Myanmar upper house approves student unions

By AFP
27 March 2015
Myanmar upper house approves student unions
Students walk along the Adipadi road of Yangon University in Yangon, Myanmar, December 5, 2013. Photo: Lynn Bo Bo/EPA

Proposals to allow Myanmar students to form unions for the first time in decades passed their first parliamentary hurdle on March 26 in amendments to an education bill that has sparked protests which saw dozens of activists arrested.
The move comes a day after more than 60 campaigners, detained during a violent police crackdown on their protest in early March, appeared at a court in the central town of Letpadan facing charges that could see them jailed for nearly a decade. 
Myanmar MPs are redrafting the controversial education bill in response to an outcry from students and activists, who have staged months of protests in the former military-run state.
Scenes of baton-wielding police violently quelling two recent rallies over education reform have raised international concern and fears that the government is resorting to junta-era tactics. 

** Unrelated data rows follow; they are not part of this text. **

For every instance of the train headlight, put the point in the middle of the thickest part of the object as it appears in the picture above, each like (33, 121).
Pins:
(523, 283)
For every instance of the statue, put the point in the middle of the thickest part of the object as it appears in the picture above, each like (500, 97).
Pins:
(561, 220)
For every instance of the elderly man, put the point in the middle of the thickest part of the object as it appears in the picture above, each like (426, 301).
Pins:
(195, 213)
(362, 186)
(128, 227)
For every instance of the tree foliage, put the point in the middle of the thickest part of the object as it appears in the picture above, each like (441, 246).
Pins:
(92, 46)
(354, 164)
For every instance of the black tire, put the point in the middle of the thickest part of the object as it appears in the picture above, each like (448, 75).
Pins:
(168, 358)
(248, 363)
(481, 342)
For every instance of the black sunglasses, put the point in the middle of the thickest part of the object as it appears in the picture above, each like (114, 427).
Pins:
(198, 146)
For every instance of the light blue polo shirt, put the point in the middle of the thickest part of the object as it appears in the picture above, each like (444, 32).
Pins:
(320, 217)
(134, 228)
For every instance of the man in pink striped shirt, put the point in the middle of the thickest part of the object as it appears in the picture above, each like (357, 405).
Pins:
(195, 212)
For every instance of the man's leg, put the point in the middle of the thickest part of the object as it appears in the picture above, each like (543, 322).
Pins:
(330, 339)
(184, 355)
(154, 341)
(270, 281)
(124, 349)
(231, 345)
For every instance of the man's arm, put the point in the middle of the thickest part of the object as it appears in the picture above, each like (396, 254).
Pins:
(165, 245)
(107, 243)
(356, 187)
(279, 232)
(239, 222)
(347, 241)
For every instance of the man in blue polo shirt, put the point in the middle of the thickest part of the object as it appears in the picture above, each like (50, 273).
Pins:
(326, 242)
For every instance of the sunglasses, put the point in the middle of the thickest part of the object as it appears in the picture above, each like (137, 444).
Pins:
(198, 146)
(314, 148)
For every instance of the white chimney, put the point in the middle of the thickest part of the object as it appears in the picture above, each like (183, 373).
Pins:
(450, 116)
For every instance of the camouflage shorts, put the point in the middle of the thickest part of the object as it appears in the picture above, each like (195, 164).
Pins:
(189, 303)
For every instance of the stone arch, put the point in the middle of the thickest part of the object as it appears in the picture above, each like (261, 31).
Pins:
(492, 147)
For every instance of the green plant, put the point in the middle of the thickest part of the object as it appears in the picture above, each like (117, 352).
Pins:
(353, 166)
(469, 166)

March 26's vote in the upper house - which will be followed by further votes in the lower and combined houses - gave the nod to an amendment allowing "the right to freely found teachers' and students' unions in higher education".
But the revised bill looks set to fall short of other key demands from education activists, as conservative forces sought to dampen the amendments.
Myanmar's quasi-civilian government introduced much-praised reforms after a half-century of military rule ended in 2011. But some observers fear these are stalling as the country heads towards a landmark election later this year.
The upper house balked at including a reference to "free thinking" as a learning goal in the amended bill -- a key demand of education activists pushing for greater academic freedom.
In an account of the debates published in state media on Thursday, military MP Major Aung Ko Min spoke out against the term, saying this would lead to "wrong thinking" in children.
He instead suggested "all-round systematic thinking", according to the Global New Light of Myanmar.
"I believe about three quarters of the students' demands have been met through compromise," U Myat Nyanna Soe, secretary of the upper house bill committee, told journalists at the parliament.
He added that he was "truly sorry" about the arrests of protesters in recent weeks and stressed that the government, not parliament, was behind the action.
More than 100 demonstrators were arrested after the March 10 Letpadan crackdown, with dozens of them still detained in central Tharrawaddy prison and allowed only fleeting contact with loved ones.
Students have long been at the forefront of political action in the nation's turbulent history, including during mass 1988 rallies which were brutally quashed by the military.